Kubernetes is an open platform that manages container-based applications and their associated networking and storage components. It provides a declarative approach to deployments, backed by a robust set of APIs for management operations.

You can build and run modern, portable, microservices-based applications, using Kubernetes to orchestrate and manage the availability of the application components.

Container management and orchestration

Container management is the process of organizing, adding, removing, or updating a significant number of containers. A container orchestrator is a system that automatically deploys and manages containerized apps. For example, an orchestrator can dynamically respond to changes in the environment to increase or decrease the deployed instances of the managed app, or it can ensure all deployed container instances get updated if a new version of a service is released.

Kubernetes architecture

The architecture of Kubernetes is built on clusters. A Kubernetes cluster is divided into two core infrastructure components:

  • A control plane that provides the core Kubernetes services and orchestration of your application workloads.
  • Nodes that run your application workloads. Each cluster has at least one node, but you can define the number and size of nodes. A node pool is a group of nodes that share the same configuration.

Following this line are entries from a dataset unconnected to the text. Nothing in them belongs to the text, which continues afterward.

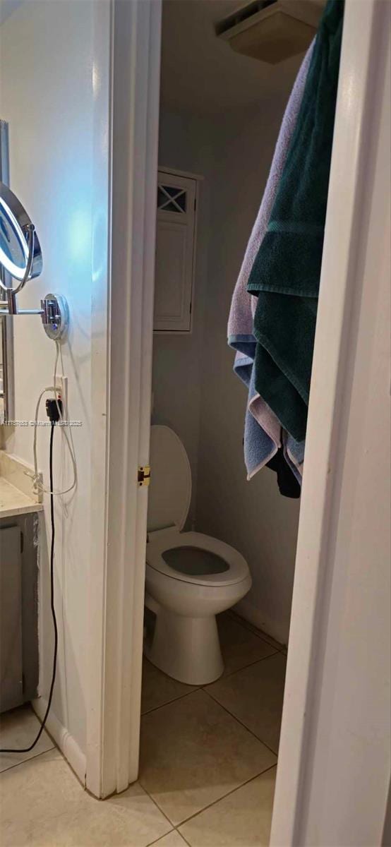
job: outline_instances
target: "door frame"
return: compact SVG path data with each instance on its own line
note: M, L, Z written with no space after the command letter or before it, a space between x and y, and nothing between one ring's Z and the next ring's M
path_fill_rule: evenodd
M162 3L98 5L93 158L106 178L96 174L95 205L107 219L96 231L104 272L92 304L85 784L104 798L135 782L139 767L148 490L138 468L149 460Z
M162 13L161 0L111 3L108 485L105 556L90 613L91 620L100 615L102 621L96 648L102 654L101 670L91 689L100 707L95 709L93 720L90 718L87 745L87 788L102 797L124 790L138 776L147 488L138 487L137 470L149 460ZM292 649L272 828L271 844L275 847L297 843L308 728L315 719L317 621L327 614L322 586L332 555L328 526L336 496L333 458L341 423L341 363L353 297L362 156L371 125L368 86L377 62L373 40L380 7L378 0L345 0L294 585ZM124 238L124 233L128 237Z

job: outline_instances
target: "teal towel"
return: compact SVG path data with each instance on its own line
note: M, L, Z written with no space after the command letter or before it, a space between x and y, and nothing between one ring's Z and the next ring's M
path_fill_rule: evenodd
M247 291L256 387L284 429L306 437L344 15L328 0L267 231Z

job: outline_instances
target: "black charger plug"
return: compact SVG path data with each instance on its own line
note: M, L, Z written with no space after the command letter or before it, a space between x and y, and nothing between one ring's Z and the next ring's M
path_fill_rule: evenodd
M47 400L46 407L47 415L49 420L52 424L57 424L60 418L63 417L63 401L60 400L59 397L58 400L50 398L49 400Z

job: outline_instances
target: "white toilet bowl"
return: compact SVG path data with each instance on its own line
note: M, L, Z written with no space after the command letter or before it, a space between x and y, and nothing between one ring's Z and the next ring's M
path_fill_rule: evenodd
M151 427L151 466L146 605L156 624L144 652L175 679L205 685L223 670L216 615L245 596L251 577L228 544L180 531L191 474L184 447L168 427Z

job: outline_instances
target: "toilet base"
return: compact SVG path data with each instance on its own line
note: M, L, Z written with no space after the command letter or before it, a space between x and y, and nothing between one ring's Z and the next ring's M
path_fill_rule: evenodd
M224 669L216 617L189 617L156 604L157 619L144 655L168 676L188 685L207 685Z

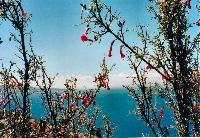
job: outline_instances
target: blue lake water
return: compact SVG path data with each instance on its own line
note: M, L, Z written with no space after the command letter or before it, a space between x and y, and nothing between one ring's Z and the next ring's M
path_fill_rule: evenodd
M60 92L63 92L60 90ZM45 109L41 104L40 94L32 94L32 117L40 118L45 116ZM134 99L131 94L125 89L111 89L109 91L102 89L96 97L98 106L102 107L102 112L111 122L115 122L117 131L114 132L114 137L142 137L142 133L147 136L154 136L150 129L143 121L138 120L138 116L129 114L129 110L136 108ZM163 105L158 105L161 108ZM158 109L159 109L158 108ZM101 119L102 120L102 119ZM170 110L164 110L163 124L171 121ZM98 124L98 121L97 121ZM101 127L101 126L99 126Z

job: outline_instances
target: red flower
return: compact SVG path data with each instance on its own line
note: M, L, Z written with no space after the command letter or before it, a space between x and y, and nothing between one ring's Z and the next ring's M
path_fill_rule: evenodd
M120 46L120 56L121 56L121 58L125 57L125 55L122 53L122 46Z
M96 82L98 80L98 78L97 77L94 77L94 81L93 82Z
M21 87L22 83L21 82L17 82L17 86Z
M83 98L83 104L87 107L88 106L88 100L89 100L89 97L86 95L84 98Z
M64 127L61 127L61 131L65 131L65 128L64 128Z
M153 67L152 67L151 65L147 65L147 66L146 66L146 69L151 70L151 69L153 69Z
M110 49L109 49L109 51L108 51L108 57L111 57L111 56L112 56L111 52L112 52L112 45L110 46Z
M200 26L200 19L196 20L195 24Z
M102 82L102 83L101 83L101 87L106 88L106 82Z
M197 111L197 103L195 101L193 102L193 108L194 108L194 111L196 112Z
M16 113L19 113L19 112L21 112L21 108L19 108L19 109L16 109Z
M66 93L63 93L63 97L64 97L64 99L67 99L67 97L68 97L68 94L66 94Z
M27 15L27 12L26 11L22 11L22 16L26 16Z
M77 99L81 99L81 97L82 97L82 94L80 94L80 95L77 97Z
M167 71L166 71L165 69L163 69L163 74L164 74L164 75L162 75L162 79L168 78L168 76L167 76Z
M8 104L10 102L10 100L9 101L7 101L4 105L3 105L3 108L5 108L6 107L6 105Z
M191 9L190 0L187 0L188 8Z
M91 118L91 119L89 120L89 122L92 124L92 123L93 123L93 119Z
M81 40L82 40L83 42L84 42L84 41L87 41L87 40L88 40L87 35L83 34L83 35L81 36Z
M159 119L162 119L163 117L163 112L164 112L164 107L160 109L160 114L158 116Z
M60 102L64 103L64 99L60 99Z
M89 30L89 28L88 28L88 25L87 25L87 27L85 28L85 31L84 31L83 34L87 36L87 34L88 34L88 30Z
M78 106L75 106L74 110L78 110Z

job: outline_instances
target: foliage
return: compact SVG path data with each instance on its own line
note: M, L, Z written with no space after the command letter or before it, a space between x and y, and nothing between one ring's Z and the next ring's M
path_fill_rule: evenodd
M96 104L96 95L99 94L102 84L108 84L108 69L105 58L102 61L102 72L95 81L95 89L78 90L76 78L66 79L65 90L58 93L52 89L55 77L47 74L43 56L34 53L32 45L32 30L26 30L31 19L22 7L21 1L0 1L0 17L2 23L11 22L17 34L10 32L10 41L18 43L16 56L22 61L10 61L9 68L0 71L3 85L0 101L1 137L102 137L112 136L115 131L114 123L110 122ZM2 42L1 42L2 43ZM37 88L31 87L35 83ZM108 85L107 85L108 88ZM41 94L42 105L46 115L36 120L31 116L31 95ZM22 97L22 99L20 99ZM22 100L22 101L21 101ZM104 124L97 127L96 120L102 115ZM102 133L101 133L102 132Z
M90 39L90 44L100 43L104 35L111 34L114 36L111 46L114 41L119 41L121 46L127 49L127 61L130 62L130 68L136 75L132 77L132 86L123 87L137 102L138 108L134 113L140 115L155 136L170 136L172 135L170 129L177 131L177 136L200 136L198 107L200 33L194 38L188 34L188 29L192 27L192 23L188 20L190 0L149 1L151 5L147 6L147 10L154 15L152 19L157 20L158 28L157 32L150 33L149 26L137 25L136 33L142 46L125 41L127 32L131 31L124 27L126 20L121 20L117 10L113 10L100 0L91 0L89 5L81 4L81 18L83 10L88 10L88 15L83 18L81 24L90 28L87 34L94 36L94 39ZM196 6L199 13L198 4L199 1ZM116 25L118 30L113 30L112 26ZM196 22L196 25L199 26L199 22ZM149 52L149 49L152 52ZM144 63L146 68L142 66ZM162 76L162 84L147 82L147 74L151 69ZM155 106L157 102L154 99L155 95L164 101L161 109ZM173 114L174 126L162 124L166 108L170 108Z

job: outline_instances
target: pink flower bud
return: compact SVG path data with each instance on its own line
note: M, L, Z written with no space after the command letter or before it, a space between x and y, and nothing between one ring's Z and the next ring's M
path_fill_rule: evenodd
M27 15L27 12L26 11L22 11L22 16L26 16Z

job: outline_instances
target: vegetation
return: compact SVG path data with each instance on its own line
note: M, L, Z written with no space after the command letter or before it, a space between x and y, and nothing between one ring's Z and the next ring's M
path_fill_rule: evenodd
M137 25L136 33L141 45L126 42L129 28L125 28L126 20L122 20L120 13L113 10L100 0L91 0L89 5L81 4L81 24L87 26L87 33L81 36L82 41L101 43L103 36L111 34L108 57L112 56L114 42L121 43L120 55L129 61L132 85L127 89L137 102L137 109L133 113L139 115L152 130L155 136L170 136L171 129L177 131L177 136L200 136L199 130L199 41L200 33L195 37L188 34L188 30L199 26L199 20L194 24L189 21L190 0L149 0L147 10L157 20L157 32L149 32L151 26ZM192 7L197 13L200 11L199 1ZM88 10L84 15L83 11ZM118 29L114 30L113 26ZM89 39L87 35L94 36ZM126 55L122 53L126 49ZM150 52L151 51L151 52ZM142 66L146 64L146 68ZM149 70L154 69L162 76L162 83L147 82ZM155 97L161 97L164 105L158 109ZM163 112L170 108L175 122L162 124ZM174 132L173 132L174 133Z
M22 7L21 1L0 1L0 18L2 23L10 22L15 33L10 32L10 41L18 44L19 54L15 54L23 63L10 61L9 68L0 71L2 83L2 109L0 120L1 137L102 137L112 136L115 131L113 122L101 113L96 105L96 95L108 84L108 74L114 67L107 68L105 58L100 65L102 72L96 76L96 88L79 90L76 78L66 79L65 91L58 93L52 86L55 76L47 74L43 56L34 53L32 30L27 30L31 20ZM3 41L1 41L2 43ZM31 87L36 83L37 88ZM106 87L109 89L108 87ZM46 115L36 120L31 116L31 95L41 94L42 105ZM22 97L22 98L20 98ZM98 115L102 116L103 125L96 126Z

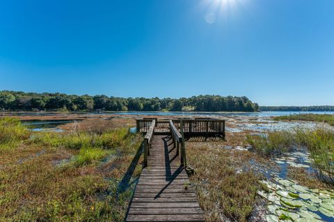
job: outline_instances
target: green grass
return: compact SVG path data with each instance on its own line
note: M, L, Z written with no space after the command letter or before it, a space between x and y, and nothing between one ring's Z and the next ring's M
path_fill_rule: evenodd
M289 152L296 145L305 147L310 151L318 176L334 184L334 132L330 129L269 132L267 137L248 136L246 143L250 144L256 152L267 156Z
M7 127L2 132L11 132L1 143L17 146L1 152L0 221L124 221L134 183L122 193L118 186L141 136L127 128L105 128L32 133L29 138L19 121L1 120ZM138 164L131 182L141 168Z
M99 148L82 148L74 159L76 166L94 164L108 154L108 151Z
M257 202L261 177L241 169L251 168L249 159L255 159L256 154L228 150L212 143L186 143L188 163L196 169L190 180L205 220L246 222Z
M293 136L289 132L270 132L268 136L247 135L246 143L261 154L266 156L279 155L292 148Z
M30 136L30 132L19 120L13 118L0 118L0 150L15 148L22 141Z
M290 116L277 116L275 120L301 120L327 122L334 126L334 115L333 114L294 114Z

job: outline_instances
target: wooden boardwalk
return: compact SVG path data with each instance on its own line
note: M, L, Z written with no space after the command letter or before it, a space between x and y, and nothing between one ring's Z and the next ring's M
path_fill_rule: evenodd
M126 221L205 221L173 139L154 136Z

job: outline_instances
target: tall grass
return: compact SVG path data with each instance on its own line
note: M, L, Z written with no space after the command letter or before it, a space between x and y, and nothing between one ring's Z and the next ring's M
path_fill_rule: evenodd
M1 154L0 221L124 221L134 183L121 193L118 186L142 138L110 122L84 123L69 132L29 136L17 120L1 122L1 144L22 145Z
M290 116L277 116L276 120L301 120L327 122L334 126L334 115L333 114L294 114Z
M248 136L246 142L255 152L267 156L290 151L296 145L305 147L319 177L334 183L334 132L331 129L269 132L268 136Z
M29 131L19 119L0 118L0 150L16 147L18 143L29 138Z
M293 136L289 132L270 132L265 135L247 135L246 142L258 153L266 155L279 155L292 148Z
M186 144L189 163L196 168L190 180L196 187L205 221L246 222L255 205L260 176L242 169L250 169L249 159L257 155L212 145L209 142Z
M108 152L106 150L82 148L74 159L74 164L76 166L82 166L94 164L106 156Z

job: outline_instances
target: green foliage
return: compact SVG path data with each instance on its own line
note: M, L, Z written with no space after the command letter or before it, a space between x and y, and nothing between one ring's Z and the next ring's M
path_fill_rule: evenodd
M301 120L327 122L334 126L334 115L333 114L298 114L277 116L276 120Z
M279 155L292 148L293 138L289 132L270 132L268 136L247 135L246 142L258 153L266 156Z
M10 110L70 110L94 109L106 111L182 111L193 107L198 111L256 111L258 105L246 97L199 95L190 98L122 98L104 95L81 96L63 93L0 91L0 109Z
M21 124L19 119L0 118L0 149L15 147L21 141L29 138L29 131Z
M310 152L318 175L334 183L334 132L318 128L268 133L268 136L248 136L246 142L258 153L275 155L288 152L294 145L304 146Z
M22 127L3 120L1 127ZM0 221L124 221L134 183L122 193L118 183L142 138L127 128L86 123L67 133L33 133L28 140L15 131L24 145L1 151Z
M94 164L108 154L106 150L91 148L82 148L74 159L76 166L82 166Z
M334 106L260 106L262 111L334 111Z
M238 169L251 169L249 159L256 154L217 148L209 142L190 142L186 148L189 163L196 168L190 180L205 221L225 221L223 214L233 221L248 221L260 177L251 170Z

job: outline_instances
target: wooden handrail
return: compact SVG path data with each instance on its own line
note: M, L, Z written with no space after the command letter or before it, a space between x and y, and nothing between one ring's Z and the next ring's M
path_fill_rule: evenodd
M153 136L154 134L155 128L155 120L152 120L150 129L148 129L146 135L144 137L144 162L143 166L148 166L148 156L150 155L150 148L151 147L152 141L153 140Z
M181 121L182 124L182 121ZM186 149L184 145L184 137L177 130L173 120L169 120L169 127L170 129L170 134L172 135L173 142L176 146L176 154L180 154L181 166L186 167Z

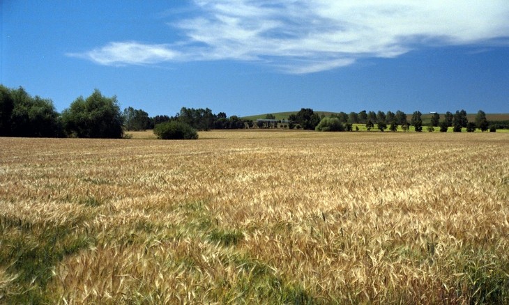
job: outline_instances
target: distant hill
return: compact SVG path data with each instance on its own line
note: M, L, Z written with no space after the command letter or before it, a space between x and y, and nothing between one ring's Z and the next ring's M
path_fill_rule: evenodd
M275 116L276 120L287 120L288 119L288 117L290 116L291 114L296 114L298 111L289 111L289 112L274 112L272 114L256 114L254 116L244 116L241 118L243 120L255 120L258 118L265 118L265 117L267 116L267 114L272 114L274 116ZM337 114L337 112L331 112L331 111L314 111L314 113L318 114L319 115L321 116L321 114L324 114L326 116L329 116L332 114Z
M288 117L291 114L296 114L298 111L288 111L288 112L276 112L273 113L271 114L273 114L274 116L275 116L276 120L287 120ZM321 114L324 114L326 116L329 116L332 114L338 114L338 112L332 112L332 111L315 111L315 113L317 113L320 116L321 116ZM451 111L453 112L453 111ZM453 114L454 114L456 111L455 111L453 112ZM243 120L256 120L258 118L265 118L265 117L267 116L267 114L256 114L253 116L244 116L241 118ZM446 114L440 114L440 120L443 120L444 116ZM476 120L476 116L477 114L466 114L466 118L469 120L469 122L473 122ZM430 123L430 120L431 119L431 114L423 114L422 118L423 118L423 123L424 125L426 125ZM409 122L412 118L412 114L407 114L407 119ZM506 121L509 120L509 114L486 114L486 118L489 121Z

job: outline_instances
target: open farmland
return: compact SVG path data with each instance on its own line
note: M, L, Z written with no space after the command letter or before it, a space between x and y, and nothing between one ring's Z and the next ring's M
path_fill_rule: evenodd
M509 302L509 134L0 138L0 303Z

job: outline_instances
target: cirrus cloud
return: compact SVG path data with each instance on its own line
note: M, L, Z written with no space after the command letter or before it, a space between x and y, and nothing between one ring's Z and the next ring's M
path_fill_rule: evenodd
M110 42L73 54L101 65L249 61L305 74L393 58L433 45L488 46L509 38L507 0L197 0L195 15L167 24L167 45Z

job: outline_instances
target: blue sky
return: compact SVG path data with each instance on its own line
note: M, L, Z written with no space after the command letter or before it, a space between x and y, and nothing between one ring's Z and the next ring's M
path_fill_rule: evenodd
M509 113L507 0L0 1L0 83L151 116Z

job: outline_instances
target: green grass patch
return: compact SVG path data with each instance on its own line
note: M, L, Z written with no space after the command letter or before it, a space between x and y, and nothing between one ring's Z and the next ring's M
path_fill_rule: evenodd
M95 238L78 230L78 221L57 225L0 217L0 265L16 276L10 285L0 290L0 302L52 302L46 287L56 265L96 243Z
M208 240L220 243L225 247L236 246L244 240L244 235L240 230L213 229L208 234Z

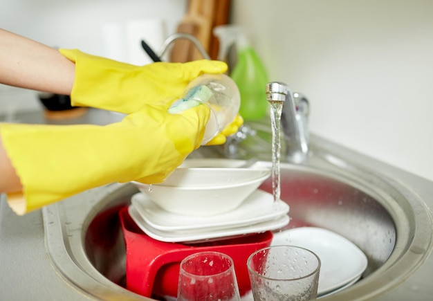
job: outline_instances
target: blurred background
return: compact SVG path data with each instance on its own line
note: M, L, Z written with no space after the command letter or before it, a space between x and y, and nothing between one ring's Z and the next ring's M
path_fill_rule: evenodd
M2 0L0 27L147 64L137 39L158 49L187 3ZM433 181L433 1L232 0L228 13L269 80L307 96L311 132ZM0 115L37 108L34 91L0 86Z

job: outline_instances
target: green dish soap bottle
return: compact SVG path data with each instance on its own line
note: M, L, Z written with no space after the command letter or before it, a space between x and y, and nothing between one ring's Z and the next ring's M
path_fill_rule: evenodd
M268 82L266 70L240 30L235 45L237 62L230 76L241 94L239 114L246 120L261 119L266 116L269 108L265 93Z

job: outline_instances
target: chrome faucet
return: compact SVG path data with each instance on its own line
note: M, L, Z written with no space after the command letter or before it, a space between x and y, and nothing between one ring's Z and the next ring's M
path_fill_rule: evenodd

The resources for your application workloads are contained in pods. A pod in Kubernetes is an ephemeral resource that represents a single instance of your application. It consists of one or more containers, with shared storage and network resources, and a specification for how to run the containers. A Pod's contents are always co-located and co-scheduled and run in a shared context.

Persistent storage in Kubernetes

In the previous unit, we learned about the support mechanisms in Windows containers that allow you to provide persistent storage for your applications in a local environment through bind mounts and named volumes. However, volumes and bind mounts have some drawbacks when used in a distributed environment like Kubernetes.

Volumes and bind mounts are tied to a specific host machine, which means that they are not portable across nodes in a cluster. If a container is scheduled on a different node than the one where its data is stored, it will not be able to access it. Moreover, volumes and bind mounts are not scalable or resilient, as they depend on the availability and capacity of a single host machine.

Kubernetes solves the storage challenges of containers by introducing two abstractions: persistent volumes and persistent volume claims.

Persistent volumes

A persistent volume (PV) is a storage resource in the cluster, created and managed by the Kubernetes API that can exist beyond the lifetime of an individual pod. A cluster administrator can statically create a PersistentVolume, or the Kubernetes API server can create it dynamically using Storage Classes. A PV is a resource in the cluster just like a node is a cluster resource. PVs have a lifecycle independent of any individual Pod that uses the PV.

Persistent volume claims

A persistent volume claim (PVC) requests storage of a particular StorageClass, access mode, and size. The PVC acts as a claim check for the storage resource. The Kubernetes API server can dynamically provision the underlying storage resource if no existing resource can fulfill the claim based on the defined Storage Class.

A StorageClass provides a way for administrators to describe the "classes" of storage they offer. Different classes might map to quality-of-service levels, or to backup policies, or to arbitrary policies determined by the cluster administrators. Kubernetes itself is unopinionated about what classes represent.

Once the Kubernetes API server assigns an available storage resource to the pod requesting storage, the PV is bound to a PVC. Persistent volumes are a one-to-one mapping to a persistent volume claim.